Education: Bachelor’s/Master’s in Computer Science, Data Science, Engineering, or equivalent experience.
Experience:
3–5 years delivering AI/ML, Data Science solutions in production.
2-3 years focused on Generative AI/LLM applications.
Technical Skills:
Programming: Strong Python (typing, packaging, testing), data stacks (NumPy, Pandas, scikit-learn), API development (FastAPI/Flask).
GenAI Expertise:
Prompt engineering, RAG design (indexing, chunking, reranking).
Embeddings and vector databases (FAISS, Azure AI Search, Pinecone).
Agentic frameworks (LangGraph, Semantic Kernel, MAF) and orchestration strategies.

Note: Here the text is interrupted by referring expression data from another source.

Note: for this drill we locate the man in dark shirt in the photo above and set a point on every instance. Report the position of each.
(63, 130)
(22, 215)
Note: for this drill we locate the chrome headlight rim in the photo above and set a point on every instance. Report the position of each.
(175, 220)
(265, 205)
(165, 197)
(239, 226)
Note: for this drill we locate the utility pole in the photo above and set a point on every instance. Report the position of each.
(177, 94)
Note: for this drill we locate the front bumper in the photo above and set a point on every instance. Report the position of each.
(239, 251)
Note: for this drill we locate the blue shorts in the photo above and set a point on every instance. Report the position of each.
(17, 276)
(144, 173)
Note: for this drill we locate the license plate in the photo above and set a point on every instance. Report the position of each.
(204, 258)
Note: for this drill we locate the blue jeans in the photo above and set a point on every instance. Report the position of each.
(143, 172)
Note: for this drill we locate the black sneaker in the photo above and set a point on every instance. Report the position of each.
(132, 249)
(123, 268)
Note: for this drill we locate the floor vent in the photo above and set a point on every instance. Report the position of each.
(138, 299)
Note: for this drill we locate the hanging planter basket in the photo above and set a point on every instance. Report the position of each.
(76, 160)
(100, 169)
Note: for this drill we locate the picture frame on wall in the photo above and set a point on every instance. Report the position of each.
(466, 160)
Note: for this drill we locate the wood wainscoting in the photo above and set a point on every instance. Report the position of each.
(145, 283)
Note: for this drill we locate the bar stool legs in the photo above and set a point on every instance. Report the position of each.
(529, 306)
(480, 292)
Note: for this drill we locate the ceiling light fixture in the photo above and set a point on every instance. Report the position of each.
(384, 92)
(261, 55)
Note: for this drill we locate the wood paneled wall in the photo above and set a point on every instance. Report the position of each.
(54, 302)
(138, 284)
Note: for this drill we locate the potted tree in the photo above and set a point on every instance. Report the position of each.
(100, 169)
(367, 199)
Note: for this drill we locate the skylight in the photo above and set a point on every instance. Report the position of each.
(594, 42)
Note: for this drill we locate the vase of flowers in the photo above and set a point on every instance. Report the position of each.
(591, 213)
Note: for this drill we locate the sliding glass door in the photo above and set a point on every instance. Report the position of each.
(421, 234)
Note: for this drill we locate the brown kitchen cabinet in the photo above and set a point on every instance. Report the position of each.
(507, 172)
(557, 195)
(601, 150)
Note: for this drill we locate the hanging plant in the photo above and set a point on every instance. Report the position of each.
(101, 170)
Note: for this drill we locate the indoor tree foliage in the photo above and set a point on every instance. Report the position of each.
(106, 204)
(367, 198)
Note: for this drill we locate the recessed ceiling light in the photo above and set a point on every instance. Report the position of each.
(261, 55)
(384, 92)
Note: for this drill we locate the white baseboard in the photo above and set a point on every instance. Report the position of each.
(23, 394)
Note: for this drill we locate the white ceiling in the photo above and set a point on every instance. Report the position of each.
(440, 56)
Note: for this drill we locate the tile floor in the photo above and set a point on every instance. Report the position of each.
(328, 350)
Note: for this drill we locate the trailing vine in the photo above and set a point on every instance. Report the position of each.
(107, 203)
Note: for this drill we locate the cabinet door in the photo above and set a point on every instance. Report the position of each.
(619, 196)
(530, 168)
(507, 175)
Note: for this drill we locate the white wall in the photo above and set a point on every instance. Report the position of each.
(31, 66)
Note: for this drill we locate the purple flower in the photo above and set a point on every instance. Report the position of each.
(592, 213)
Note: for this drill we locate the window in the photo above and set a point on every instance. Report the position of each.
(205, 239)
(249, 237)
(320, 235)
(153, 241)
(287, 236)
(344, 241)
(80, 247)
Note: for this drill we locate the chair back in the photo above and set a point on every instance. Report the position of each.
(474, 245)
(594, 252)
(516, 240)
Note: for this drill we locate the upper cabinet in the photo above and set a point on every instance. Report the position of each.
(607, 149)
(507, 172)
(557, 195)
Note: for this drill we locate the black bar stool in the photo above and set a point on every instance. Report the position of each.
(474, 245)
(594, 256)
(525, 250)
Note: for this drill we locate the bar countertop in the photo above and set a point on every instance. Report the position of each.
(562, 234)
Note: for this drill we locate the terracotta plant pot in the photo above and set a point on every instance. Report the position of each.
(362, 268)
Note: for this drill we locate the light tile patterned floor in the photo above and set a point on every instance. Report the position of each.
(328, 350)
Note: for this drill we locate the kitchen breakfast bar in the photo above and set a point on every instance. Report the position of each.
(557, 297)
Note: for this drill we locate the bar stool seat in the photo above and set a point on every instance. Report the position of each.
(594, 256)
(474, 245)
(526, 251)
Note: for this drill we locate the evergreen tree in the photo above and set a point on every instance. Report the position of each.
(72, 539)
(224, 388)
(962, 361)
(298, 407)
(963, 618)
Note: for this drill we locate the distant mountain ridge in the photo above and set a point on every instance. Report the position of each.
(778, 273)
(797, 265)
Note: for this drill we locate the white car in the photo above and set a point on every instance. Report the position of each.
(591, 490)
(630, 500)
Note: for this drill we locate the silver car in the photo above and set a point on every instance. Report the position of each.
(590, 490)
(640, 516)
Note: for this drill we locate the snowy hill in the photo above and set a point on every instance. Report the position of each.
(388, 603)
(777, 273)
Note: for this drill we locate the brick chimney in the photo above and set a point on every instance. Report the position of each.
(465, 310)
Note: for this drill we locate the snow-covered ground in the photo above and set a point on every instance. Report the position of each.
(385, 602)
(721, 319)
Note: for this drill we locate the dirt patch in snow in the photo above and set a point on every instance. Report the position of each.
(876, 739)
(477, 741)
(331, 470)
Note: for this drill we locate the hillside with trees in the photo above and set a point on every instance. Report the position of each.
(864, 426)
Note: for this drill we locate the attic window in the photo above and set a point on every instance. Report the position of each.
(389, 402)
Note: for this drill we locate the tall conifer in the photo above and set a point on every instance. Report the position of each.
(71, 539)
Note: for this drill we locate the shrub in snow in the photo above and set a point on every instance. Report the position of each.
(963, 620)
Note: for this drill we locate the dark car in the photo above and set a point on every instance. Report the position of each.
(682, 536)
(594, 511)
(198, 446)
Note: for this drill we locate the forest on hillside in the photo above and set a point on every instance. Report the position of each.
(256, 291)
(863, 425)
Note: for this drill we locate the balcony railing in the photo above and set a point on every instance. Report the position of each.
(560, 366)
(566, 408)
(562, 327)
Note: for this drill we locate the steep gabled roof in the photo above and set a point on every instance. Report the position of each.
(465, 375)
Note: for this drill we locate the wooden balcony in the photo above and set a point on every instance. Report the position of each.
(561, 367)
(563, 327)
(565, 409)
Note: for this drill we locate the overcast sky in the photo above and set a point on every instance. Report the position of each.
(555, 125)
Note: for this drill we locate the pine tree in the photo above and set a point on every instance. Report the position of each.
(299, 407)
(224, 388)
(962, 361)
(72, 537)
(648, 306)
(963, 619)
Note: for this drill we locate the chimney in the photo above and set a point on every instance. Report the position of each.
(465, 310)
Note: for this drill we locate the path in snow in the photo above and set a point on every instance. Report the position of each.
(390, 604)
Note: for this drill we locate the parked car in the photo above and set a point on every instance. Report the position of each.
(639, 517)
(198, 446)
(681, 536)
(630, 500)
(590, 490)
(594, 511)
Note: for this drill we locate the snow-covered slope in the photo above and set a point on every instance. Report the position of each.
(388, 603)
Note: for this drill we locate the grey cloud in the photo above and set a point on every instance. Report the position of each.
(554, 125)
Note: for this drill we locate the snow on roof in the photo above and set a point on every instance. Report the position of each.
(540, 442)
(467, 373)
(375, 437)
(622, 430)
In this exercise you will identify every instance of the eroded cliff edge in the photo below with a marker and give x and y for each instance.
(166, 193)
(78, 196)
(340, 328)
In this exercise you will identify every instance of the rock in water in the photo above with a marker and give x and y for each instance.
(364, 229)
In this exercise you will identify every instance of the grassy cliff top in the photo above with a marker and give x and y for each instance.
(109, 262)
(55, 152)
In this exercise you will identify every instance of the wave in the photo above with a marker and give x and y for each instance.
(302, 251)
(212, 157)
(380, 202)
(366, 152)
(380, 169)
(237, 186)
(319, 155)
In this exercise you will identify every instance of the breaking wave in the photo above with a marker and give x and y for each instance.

Model selection/fine-tuning, cost-performance optimization, Guardrails
Cloud & Data: Hands-on with Azure/AWS; experience with Azure OpenAI, Azure AI Search, Microsoft Fabric/Databricks , Snowflake or similar DWH.
MLOps/DevOps: Docker, Containerization, Queuing, Load Balancing, handling Concurrency, Kubernetes, CI/CD (GitHub /Gitlab), Deployment/Monitoring.
Architecture: Understanding of Microservices, event-driven design, API security, scalability, and resilience.
Soft Skills:
Excellent team player with the ability to work collaboratively in cross-functional and multicultural teams.
Strong communication skills able to explain complex technical ideas to non-technical stakeholders.
Adaptability to changing priorities and evolving technologies.
Problem-solving mindset with creativity, curiosity, and a proactive approach.
Strong sense of ownership and accountability over deliverables.
Domain Knowledge: Experience applying AI/ML to power systems, electrical grids, or related domains.
Preferred Qualifications

Experience with Azure OpenAI, Microsoft Fabric/Prompt Flow, Copilot Studio connectors, or enterprise integrations (SharePoint/Teams).
Expertise in ML/DL techniques: time-series forecasting, anomaly detection, NLP document AI (OCR, classification, extraction).
Familiarity with security (OAuth2, RBAC), observability (OpenTelemetry), and cost governance (token budgeting).
Tech Stack

Languages/Frameworks: Python, FastAPI/Flask, LangGraph/Semantic Kernel/CrewAI/AutoGen, scikit-learn, PyTorch/TensorFlow.
LLM & Retrieval: Azure OpenAI/Open weights, embeddings, vector DBs (FAISS/Milvus/Pinecone), reranking.
Data & Cloud: Snowflake, Azure/AWS (storage, compute, messaging), SQL.
MLOps: Docker, Kubernetes, Azure Functions, Azure Container Apps, Azure Service Bus, Azure API Management, Gitlab
Collaboration: Git, Jira/Azure DevOps, Agile/Scrum.